8.8 Homework data and discussion

For these problems, use the following code to load in 1980-1994 phytoplankton data, covariates, and z-score all the data. Run the code below and use dat and covars directly in your code.

library(MARSS)
spp <- c("Cryptomonas", "Diatoms", "Greens", "Unicells", "Other.algae", 
    "Daphnia")
yrs <- lakeWAplanktonTrans[, "Year"] %in% 1980:1994
dat <- t(lakeWAplanktonTrans[yrs, spp])
# z-score the data
avg <- apply(dat, 1, mean, na.rm = TRUE)
sd <- sqrt(apply(dat, 1, var, na.rm = TRUE))
dat <- (dat - avg)/sd
rownames(dat) = spp
# always check that the mean and variance are 1 after
# z-scoring
apply(dat, 1, mean, na.rm = TRUE)  #this should be 0
apply(dat, 1, var, na.rm = TRUE)  #this should be 1

For the covariates, you’ll use temperature and TP.
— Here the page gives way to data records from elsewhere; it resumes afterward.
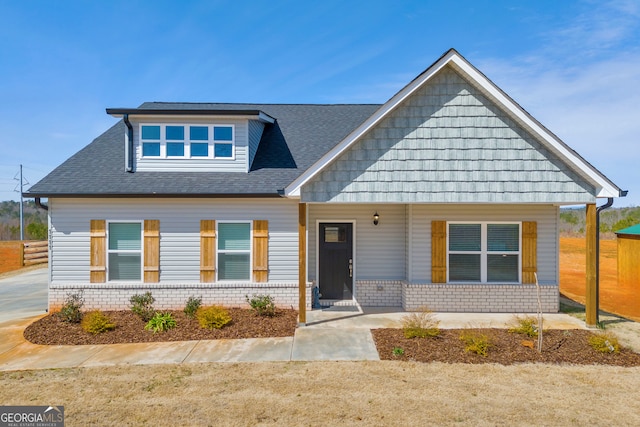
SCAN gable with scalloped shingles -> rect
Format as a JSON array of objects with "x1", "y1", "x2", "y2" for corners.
[{"x1": 301, "y1": 65, "x2": 596, "y2": 203}]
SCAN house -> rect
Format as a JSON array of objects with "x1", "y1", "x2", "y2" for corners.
[{"x1": 26, "y1": 49, "x2": 624, "y2": 324}]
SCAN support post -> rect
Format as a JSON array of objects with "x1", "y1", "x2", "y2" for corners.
[
  {"x1": 298, "y1": 203, "x2": 307, "y2": 325},
  {"x1": 585, "y1": 203, "x2": 597, "y2": 327}
]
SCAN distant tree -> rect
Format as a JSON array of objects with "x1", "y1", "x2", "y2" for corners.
[{"x1": 26, "y1": 222, "x2": 48, "y2": 240}]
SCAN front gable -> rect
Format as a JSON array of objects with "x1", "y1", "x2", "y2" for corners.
[{"x1": 301, "y1": 65, "x2": 596, "y2": 204}]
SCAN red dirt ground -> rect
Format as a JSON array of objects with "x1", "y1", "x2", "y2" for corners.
[{"x1": 560, "y1": 237, "x2": 640, "y2": 321}]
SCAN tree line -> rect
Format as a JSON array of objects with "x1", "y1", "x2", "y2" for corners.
[
  {"x1": 0, "y1": 200, "x2": 48, "y2": 240},
  {"x1": 560, "y1": 206, "x2": 640, "y2": 236}
]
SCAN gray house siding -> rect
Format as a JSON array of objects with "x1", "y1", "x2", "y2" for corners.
[
  {"x1": 307, "y1": 204, "x2": 406, "y2": 283},
  {"x1": 306, "y1": 203, "x2": 558, "y2": 311},
  {"x1": 248, "y1": 120, "x2": 265, "y2": 169},
  {"x1": 132, "y1": 117, "x2": 249, "y2": 173},
  {"x1": 301, "y1": 66, "x2": 596, "y2": 204},
  {"x1": 47, "y1": 197, "x2": 307, "y2": 310}
]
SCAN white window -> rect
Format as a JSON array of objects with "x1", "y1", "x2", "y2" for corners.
[
  {"x1": 139, "y1": 124, "x2": 235, "y2": 159},
  {"x1": 447, "y1": 222, "x2": 520, "y2": 283},
  {"x1": 217, "y1": 222, "x2": 251, "y2": 281},
  {"x1": 107, "y1": 222, "x2": 142, "y2": 281}
]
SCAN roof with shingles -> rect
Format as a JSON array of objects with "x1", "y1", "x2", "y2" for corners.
[{"x1": 26, "y1": 103, "x2": 381, "y2": 197}]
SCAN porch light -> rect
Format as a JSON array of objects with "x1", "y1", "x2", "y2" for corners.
[{"x1": 373, "y1": 212, "x2": 380, "y2": 226}]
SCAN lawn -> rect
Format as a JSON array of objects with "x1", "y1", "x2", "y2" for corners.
[{"x1": 1, "y1": 362, "x2": 639, "y2": 426}]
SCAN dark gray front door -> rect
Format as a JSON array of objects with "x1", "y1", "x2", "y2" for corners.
[{"x1": 319, "y1": 223, "x2": 353, "y2": 300}]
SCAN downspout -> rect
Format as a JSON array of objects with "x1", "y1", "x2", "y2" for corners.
[
  {"x1": 594, "y1": 197, "x2": 614, "y2": 324},
  {"x1": 123, "y1": 114, "x2": 134, "y2": 173},
  {"x1": 35, "y1": 197, "x2": 48, "y2": 211}
]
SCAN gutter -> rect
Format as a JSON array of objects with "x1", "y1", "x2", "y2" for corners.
[
  {"x1": 34, "y1": 197, "x2": 48, "y2": 211},
  {"x1": 594, "y1": 197, "x2": 614, "y2": 325},
  {"x1": 123, "y1": 114, "x2": 134, "y2": 172}
]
covars <- rbind(Temp = lakeWAplanktonTrans[yrs, "Temp"], TP = lakeWAplanktonTrans[yrs, 
    "TP"])
avg <- apply(covars, 1, mean)
sd <- sqrt(apply(covars, 1, var, na.rm = TRUE))
covars <- (covars - avg)/sd
rownames(covars) <- c("Temp", "TP")
# always check that the mean and variance are 1 after
# z-scoring
apply(covars, 1, mean, na.rm = TRUE)  #this should be 0
apply(covars, 1, var, na.rm = TRUE)  #this should be 1

Here are some guidelines to help you answer the questions:

Use a MARSS model that allows for both observation and process error.
Assume that the observation errors are independent and identically distributed with known variance of 0.10.
Assume that the process errors are independent from one another, but the variances differ by taxon.
Assume that each group is an observation of its own process. This means Z="identity".
Use B="diagonal and unequal". This implies that each of the taxa are operating under varying degrees of density-dependence, and they are not allowed to interact.
All the data have been de-meaned and \(\mathbf{Z}\) is identity, therefore use U="zero" and A="zero". Make sure to check that the means of the data are 0 and the variance is 1.
Use tinitx=1. It makes \(\mathbf{B}\) estimation more stable. It goes in your model list.
Include a plot of residuals versus time and acf of residuals for each question. You only need to show these for the top (best) model if the question involves comparing multiple models.
Use AICc to compare models.
Some of the models may not converge, however use for the purpose of the homework, use the unconverged models. Thus use the output from MARSS() without any additional arguments. If you want, you can try using control=list(maxit=1000) to increase the number of iterations. Or you can try method="BFGS" in your MARSS() call. This will use the BFGS optimization method, however it may throw an error for these data.